Extract Alternative Sentences

Roman Treutlein

unread,

Nov 17, 2016, 4:33:45 AM11/17/16

to opencog, linasv...@gmail.com

Hey Linas,

I have the follow definition in for a Lojban Predicate:

bacru: x₁ utters verbally/says/phonates/speaks [vocally makes sound] x₂.

ignoring the things in brackets I get:

x₁ utters verbally/says/phonates/speaks x₂.

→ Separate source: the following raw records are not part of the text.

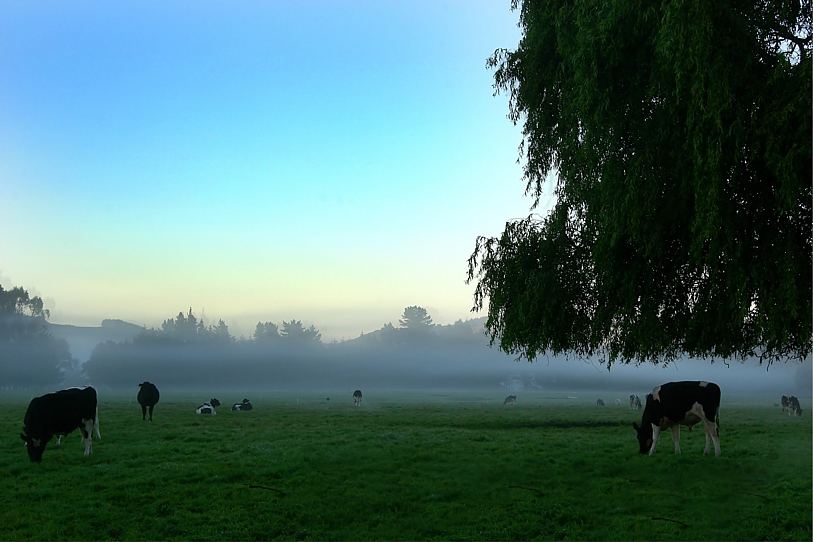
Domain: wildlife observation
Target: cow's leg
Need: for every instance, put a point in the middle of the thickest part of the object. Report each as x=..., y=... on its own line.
x=87, y=430
x=676, y=437
x=96, y=425
x=711, y=431
x=656, y=432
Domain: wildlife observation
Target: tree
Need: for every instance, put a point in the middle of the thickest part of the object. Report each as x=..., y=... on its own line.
x=295, y=332
x=415, y=317
x=29, y=354
x=266, y=332
x=678, y=135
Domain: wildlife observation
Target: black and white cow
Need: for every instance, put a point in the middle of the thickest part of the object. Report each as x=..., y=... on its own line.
x=793, y=406
x=244, y=405
x=147, y=397
x=59, y=413
x=680, y=403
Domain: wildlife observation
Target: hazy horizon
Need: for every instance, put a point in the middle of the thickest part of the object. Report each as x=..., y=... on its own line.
x=230, y=160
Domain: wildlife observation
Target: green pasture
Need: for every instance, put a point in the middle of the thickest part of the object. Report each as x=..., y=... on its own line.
x=456, y=467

Now I would like to extract individual sentences from this:

x1 utters verbally x2

x1 says x2

x1 phonates x2

x1 speaks x2

Do you know of any tool that allows me to do this easily?

best Regards

/Roman

Ben Goertzel

unread,

Nov 17, 2016, 8:33:45 AM11/17/16

to opencog, Linas Vepstas

perl ;p

> --
> You received this message because you are subscribed to the Google Groups
> "opencog" group.
> To unsubscribe from this group and stop receiving emails from it, send an
> email to opencog+u...@googlegroups.com.
> To post to this group, send email to ope...@googlegroups.com.
> Visit this group at https://groups.google.com/group/opencog.
> To view this discussion on the web visit
> https://groups.google.com/d/msgid/opencog/6b9fa1a6-995c-44ff-9d0a-9f2c2cdfaeb4%40googlegroups.com.
> For more options, visit https://groups.google.com/d/optout.

--
Ben Goertzel, PhD
http://goertzel.org

“I tell my students, when you go to these meetings, see what direction
everyone is headed, so you can go in the opposite direction. Don’t
polish the brass on the bandwagon.” – V. S. Ramachandran

Roman Treutlein

unread,

Nov 17, 2016, 11:42:36 AM11/17/16

to opencog, linasv...@gmail.com

Not sure if that's a serious suggestion but since not all alternatives consist of exactly 1 word. A simple parser won't suffice.

I might use a simple parser and then fix the results by hand but if possible I would prefer not to do that.

Linas Vepstas

unread,

Nov 17, 2016, 5:48:59 PM11/17/16

to Roman Treutlein, opencog

Not sure I understand the question.

You can use WordNet to look up synonymous words/phrases. it has perl, python, java and other APIs.

NLTK is in python only but its a huge swiss-army knife of tools.

Perhaps you want to create a lojban parser? There are probably off-the-shelf solutions for this, but before you go there, we should talk more.

Finally, there is Apertium and other open-source NL translators. Set it up right, and you get a lojban to/from English converter.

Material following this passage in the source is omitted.